Fetullahçı Terör Örgütü’nün kapatılan medya kuruluşu Today’a Vakit eski Genel Yayın Direktörü firari Sevgi Akarçeşme örgütle ilgili çeşitli itiraflarda bulundu. Hala kaçak olan Akarçeşme toplumsal medyadan paylaşılan açıklamasında Ergenekon ve Balyoz davalarında uydurma kanıt üretildiğini öğrendiğinde hayal kırılklığına uğradığını belirtti. Ayrıyeten soruların çalınması konusuna inanmazken, yurt dışıdna dinledikleri sonrasında soru çalma konusununda kimin karar verdiğini merak ettiğini ve bilgisi olmadığını ileri sürdü.
“SAHTE KANIT BENİ BÜYÜK HAYALKIRIKLIĞINA UĞRATTI”

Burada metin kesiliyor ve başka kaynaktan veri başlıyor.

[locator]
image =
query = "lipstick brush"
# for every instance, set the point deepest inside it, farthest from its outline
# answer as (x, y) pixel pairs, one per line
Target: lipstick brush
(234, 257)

Sevgi Akarçeşme Youtube’da paylaştığı görüntüden şunları belirtti: “Beni daha çok rahatsız eden en değerli husus aslında. Bu Ergenekon ve Balyoz davaları sırasında ‘Bunlar ruhsal harp taktikleri’ diye düşündüğüm işte ‘Bu kanıtları, geçersiz kanıtları cemaat üretti’ telaffuzuydu. O devirler nitekim bunlara inanmıyordum. Lakin son birkaç ayda aslında Avrupa’nın bir kentinde bir iki ülkesindeki birkaç güvendiğim arkadaşımdan duyduğum tanıklıklar var. Daha doğrusu onların duyduklarını duydum. Bu da birtakım uydurma kanıt yerleştirme hadiselerinin gerçek olduğuna dair sözlerdi. Doğrusu bunlar beni çok büyük hayalkırıklığına uğrattı. ‘Kimdir, nedir?’ diye sorarsanız bilmiyorum. Aslında sorsaydım da o beşerler da söylemezdi kim olduklarını. Lakin dediğim üzere çok güvendiğim insanlardan bunları duyduğum için derin bir hayal kırıklığına uğradım. ‘Bunları o vakit bilmiyor muydun, Vakit’te yazarken iyiydi’ üzere yorumlar da geliyor. Evet bilmiyordum. Aslında bilseydim o denli bir hal almazdım. 17/25 sonrasında bütün hayatımı riske atarak hayatımı sıfırlama değerine bu türlü riskleri almazdım, inanmadığım bir şey için!”
“SORULARIN ÇALINDIĞINA İNANMAMIŞTIM”
Firari FETÖ’cü Sevgi Akarçeşme konuşmasına şunları söyleyerek devam etti: “Diğer mevzu da soru çalma vs. Tekrar çoğunluğun hakkıyla girdiğini bir yerlere çalıştığına şahidim, biliyorum. Kendimde dahil birçok insanın ne kadar öğrencilik hayatları boyunca yurt dışında bu iftiraların yersiz olduğunu biliyorum ancak benim Belçika’dayken tanıştığım bir hukukçu bu davalardan birisinin haklılık hissesi olduğunu yanlışsız olduğunu söylemişti. O vakitte başımdan aşağı kaynar sular dökülmüş üzere olmuştu. Ben bu savların hiçbirine inanmazken bir tane bile savın gerçek olması bütün herkesi zan altında bırakıyor. Bir manada kocaman kazan bir süt kaynatmışsınız, içine bir damla idrar düşmüş vs. Büsbütün hepsi mundar olmuş oluyor. Aslında hepsi bozulmuş oluyor. Bu örnek de ona benziyor. Hasebiyle bu süreçlerde cemaatin hiyerarşik yapısı da gözönüne alındığında ‘Bu süreçlere sanki kim cevaz verdi?’, ‘Kim emele giden yolda her yol mübahtır?’ kararını verdi. Hangi hususlarda oldu, bu mevzularda hiçbir açıklama yapılmaması Hocaefendi’nin de bu mevzuda bir manada sessizliğini muhafazası, beni üzüyor aslında. ‘Kol kırılır yen içinde kalır’ niyeti aslında cemaatin sevenlerinde ve gönül verenlere ziyan veriyor.”